The Washington Shorelines Hearings Board today upheld the denial of shoreline development permits for Millennium Bulk Terminals, an enormous coal export terminal proposed in Longview, Washington. In November 2017, the Cowlitz County Hearing Examiner denied required shorelines permits for the project; Millennium appealed that ruling to the Shorelines Hearings Board, arguing that the Hearing Examiner made legal and factual errors.
The Board agreed with the Washington Department of Ecology and conservation groups that the significant and unavoidable harms found during the environmental and public health review provided a valid basis for denying Millennium’s permits.
“Millennium would cause a host of harms to our air, water, fish, and health, and the Shorelines Hearings Board upheld the decision that these impacts were simply too great under Washington and Cowlitz County laws,” said Kristen Boyles, an Earthjustice attorney representing the conservation groups. “With yet another defeat, Millennium should fold its cards and leave the table.”

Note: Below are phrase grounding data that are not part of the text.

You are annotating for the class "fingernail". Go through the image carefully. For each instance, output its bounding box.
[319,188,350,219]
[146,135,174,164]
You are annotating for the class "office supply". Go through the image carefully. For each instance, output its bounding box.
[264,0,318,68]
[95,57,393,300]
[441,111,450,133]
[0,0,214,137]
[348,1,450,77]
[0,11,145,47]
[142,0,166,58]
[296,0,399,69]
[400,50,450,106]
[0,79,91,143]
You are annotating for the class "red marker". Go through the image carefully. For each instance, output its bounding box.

The Board also rejected Millennium’s argument that impacts from the coal terminal should be considered in two separate stages, an argument that would have allowed invalid piece-meal review.

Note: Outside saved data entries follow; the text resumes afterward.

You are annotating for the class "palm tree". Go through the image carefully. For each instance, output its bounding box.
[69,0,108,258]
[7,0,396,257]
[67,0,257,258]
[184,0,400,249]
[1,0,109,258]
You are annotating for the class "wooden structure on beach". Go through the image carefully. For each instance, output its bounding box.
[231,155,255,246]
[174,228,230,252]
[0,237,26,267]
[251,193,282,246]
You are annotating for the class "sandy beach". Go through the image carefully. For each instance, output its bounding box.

“Building the largest coal export terminal in North America would cause unavoidable harm to people and the Columbia River,” said Jasmine Zimmer-Stucky, co-director of the Power Past Coal coalition and senior organizer for Columbia Riverkeeper. “It is time to close the coal export chapter and protect the health of local communities and our climate.”
“The people of Washington have spoken mdash; this project poses too much of a threat to our clean air, clean water and rapidly changing climate,” said Cesia Kearns, Deputy Campaign Director for the Sierra Club’s Beyond Coal campaign.
The past decade saw seven coal export terminals proposed in Oregon, Washington, and British Columbia to great public outcry and opposition. Not one has been constructed.
Washington Environmental Council, Climate Solutions, Friends of the Columbia Gorge, Sierra Club, and Columbia Riverkeeper, represented by Earthjustice, intervened as parties in this case.